Через несколько дней после этого разговора я впервые пришел в
мастерскую Петра Петровича на Садовой. На улице стоял мороз, в мастерской в
тот день было холодновато и солнечно. Мастерская была большая, но она
казалась меньше, чем на самом деле, из-за крупноты самого хозяина. Даже в
этой громадной комнате он, со своей крупной головой, богатырскими плечами,
большими руками и широкой походкой, занимал очень много места.
Стенографистка устроилась в сторонке за столом, а я спросил у Петра
Петровича, какую мне позицию занимать.
- А какую вы обычно занимаете, когда диктуете? Сидите или стоите?
Я сказал, что обычно, диктуя, хожу или стою.
- Ну вот и ходите себе, и стойте, и вообще делайте то, что всегда
делаете, - сказал Петр Петрович. - А потом мы найдем какую-нибудь вашу
привычную позицию, в которой я вас и напишу и к которой вы от времени до
времени будете возвращаться, когда мне понадобится.
Через пять минут мы каждый занялись своим делом: я принялся диктовать,
а Петр Петрович - приглядываться и примеряться. Сеансов у нас было довольно
много - около двадцати.
Иногда мне казалось, что Петр Петрович не обращает внимания на то, что
я диктую, да я и сам, увлекшись воспоминаниями, забывал о том, что он пишет
портрет, но вдруг, когда запись в блокноте обрывалась, а по памяти я тоже
чего-то не мог восстановить и сразу перескакивал с одного на другое, Петр
Петрович прерывал работу и спрашивал:
- Ну, а дальше что, дальше-то что было? Ну, приехали вы в Крайову [6],
а потом?
И я обнаружил, что он, работая, неукоснительно следит за тем, что я
диктую.
Иногда и диктовки, и сеансы затягивались надолго. Тогда Петр Петрович
устраивал перерыв, на стол ставилась здоровенная бутыль со знаменитой
домашней (еще прошлогодней!) горькой черносмородиновой настойкой, и Петр
Петрович, вооружившись длинным ножом, артистически резал тонкие пласты
копченой ветчины, тоже домашнего приготовления, от целого окорока,
вишнево-красного, сохранявшего запах дыма.

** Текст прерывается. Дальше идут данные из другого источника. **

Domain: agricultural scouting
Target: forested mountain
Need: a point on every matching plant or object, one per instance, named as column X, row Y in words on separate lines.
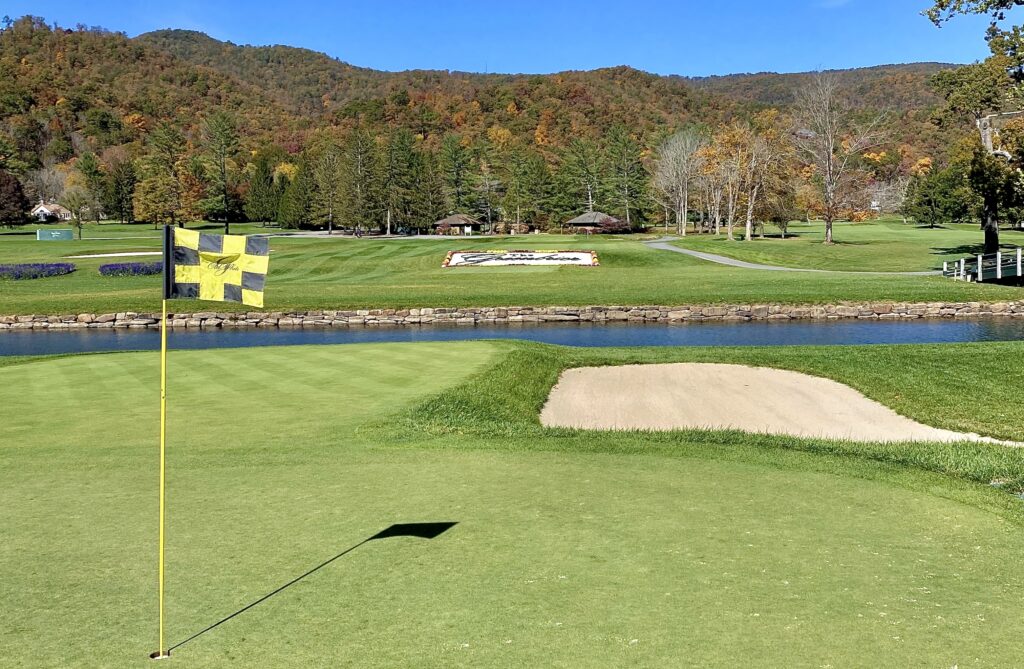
column 60, row 86
column 174, row 125
column 891, row 86
column 562, row 105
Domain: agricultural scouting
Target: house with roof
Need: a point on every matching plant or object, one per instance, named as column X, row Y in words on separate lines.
column 596, row 221
column 47, row 211
column 458, row 224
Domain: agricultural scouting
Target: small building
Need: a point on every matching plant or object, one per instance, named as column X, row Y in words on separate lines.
column 596, row 221
column 49, row 211
column 458, row 224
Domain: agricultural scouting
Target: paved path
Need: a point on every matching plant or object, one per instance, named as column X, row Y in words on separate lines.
column 664, row 245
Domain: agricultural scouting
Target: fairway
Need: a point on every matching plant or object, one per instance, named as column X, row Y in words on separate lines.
column 569, row 549
column 339, row 274
column 887, row 245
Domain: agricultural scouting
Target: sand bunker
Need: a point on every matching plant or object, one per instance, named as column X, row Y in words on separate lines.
column 727, row 396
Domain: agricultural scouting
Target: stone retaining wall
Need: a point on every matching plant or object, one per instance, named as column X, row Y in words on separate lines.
column 513, row 315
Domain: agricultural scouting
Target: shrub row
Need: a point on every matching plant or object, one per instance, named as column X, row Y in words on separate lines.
column 131, row 268
column 35, row 269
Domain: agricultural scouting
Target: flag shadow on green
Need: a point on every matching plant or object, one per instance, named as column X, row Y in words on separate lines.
column 415, row 530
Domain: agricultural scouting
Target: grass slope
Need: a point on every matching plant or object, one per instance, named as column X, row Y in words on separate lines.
column 571, row 549
column 872, row 246
column 313, row 274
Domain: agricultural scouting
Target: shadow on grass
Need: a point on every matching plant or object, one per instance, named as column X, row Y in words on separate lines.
column 417, row 530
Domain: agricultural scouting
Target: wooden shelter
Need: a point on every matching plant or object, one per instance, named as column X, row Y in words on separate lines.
column 596, row 221
column 458, row 224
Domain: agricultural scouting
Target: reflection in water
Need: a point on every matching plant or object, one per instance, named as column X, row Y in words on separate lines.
column 571, row 334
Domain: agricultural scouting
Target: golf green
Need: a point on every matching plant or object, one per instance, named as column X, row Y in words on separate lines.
column 708, row 551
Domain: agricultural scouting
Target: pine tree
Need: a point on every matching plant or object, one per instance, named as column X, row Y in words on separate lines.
column 456, row 163
column 13, row 204
column 119, row 190
column 220, row 142
column 262, row 198
column 627, row 177
column 360, row 186
column 296, row 202
column 328, row 177
column 428, row 197
column 583, row 175
column 396, row 178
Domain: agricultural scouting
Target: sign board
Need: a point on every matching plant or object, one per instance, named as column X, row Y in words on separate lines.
column 503, row 257
column 54, row 235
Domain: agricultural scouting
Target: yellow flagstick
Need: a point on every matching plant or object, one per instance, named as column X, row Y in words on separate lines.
column 161, row 653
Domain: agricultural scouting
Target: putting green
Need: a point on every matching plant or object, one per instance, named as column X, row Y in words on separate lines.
column 557, row 558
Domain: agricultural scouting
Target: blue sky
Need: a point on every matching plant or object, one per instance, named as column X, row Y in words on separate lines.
column 684, row 37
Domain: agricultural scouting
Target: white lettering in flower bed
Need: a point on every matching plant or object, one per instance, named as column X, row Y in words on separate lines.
column 498, row 258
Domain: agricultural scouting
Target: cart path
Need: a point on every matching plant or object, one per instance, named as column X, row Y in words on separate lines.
column 664, row 244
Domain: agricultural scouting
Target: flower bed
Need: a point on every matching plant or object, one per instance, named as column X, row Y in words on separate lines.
column 131, row 268
column 35, row 269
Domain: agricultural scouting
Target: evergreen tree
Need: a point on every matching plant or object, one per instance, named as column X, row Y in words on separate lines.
column 328, row 177
column 163, row 175
column 220, row 143
column 94, row 182
column 296, row 202
column 262, row 197
column 13, row 204
column 940, row 198
column 397, row 175
column 486, row 185
column 583, row 175
column 359, row 170
column 119, row 189
column 156, row 200
column 456, row 163
column 428, row 196
column 627, row 177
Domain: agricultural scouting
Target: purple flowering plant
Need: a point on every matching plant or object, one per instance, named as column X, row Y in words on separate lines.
column 35, row 269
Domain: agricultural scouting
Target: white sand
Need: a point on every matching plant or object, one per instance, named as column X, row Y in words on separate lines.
column 116, row 255
column 727, row 396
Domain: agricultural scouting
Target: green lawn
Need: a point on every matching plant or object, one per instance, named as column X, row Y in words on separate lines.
column 311, row 274
column 871, row 246
column 570, row 549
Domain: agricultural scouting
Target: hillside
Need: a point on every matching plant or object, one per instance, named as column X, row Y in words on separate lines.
column 891, row 86
column 65, row 91
column 62, row 91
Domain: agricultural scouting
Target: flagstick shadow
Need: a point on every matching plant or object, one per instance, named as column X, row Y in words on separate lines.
column 419, row 530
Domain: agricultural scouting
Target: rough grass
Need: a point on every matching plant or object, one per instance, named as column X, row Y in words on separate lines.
column 872, row 246
column 317, row 273
column 570, row 549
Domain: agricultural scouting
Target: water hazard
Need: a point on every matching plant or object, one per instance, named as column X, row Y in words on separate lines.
column 572, row 334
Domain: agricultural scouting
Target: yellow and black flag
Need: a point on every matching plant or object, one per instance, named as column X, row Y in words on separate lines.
column 220, row 267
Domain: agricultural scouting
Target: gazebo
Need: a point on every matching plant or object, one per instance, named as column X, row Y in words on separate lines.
column 596, row 221
column 458, row 224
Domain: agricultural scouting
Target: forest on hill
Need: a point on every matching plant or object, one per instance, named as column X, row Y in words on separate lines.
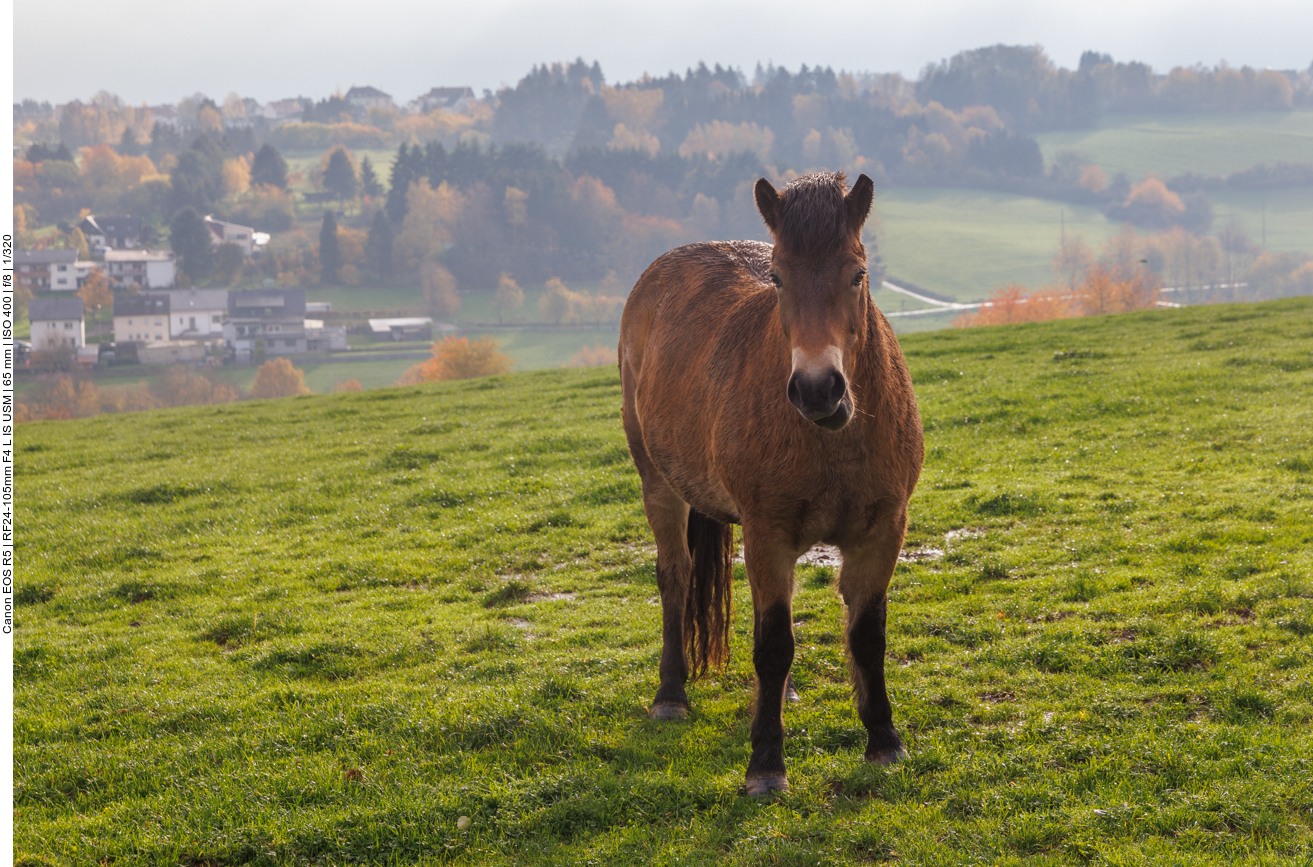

Умением коптить окорока Петр Петрович гордился; умением настаивать свою
черносмородиновую тоже гордился. Окорок и в самом деле был удивительный,
черносмородиновая - тоже.
К последнему сеансу мы общими усилиями наполовину опустошили бутыль и
почти прикончили окорок.
- Ну вот, кажется, и кончаем сегодня работу, - сказал в это утро Петр
Петрович. - Надо немножко с вашей рукой повозиться, больше мне делать
нечего. А вам еще до конца, наверное, нужно много диктовать.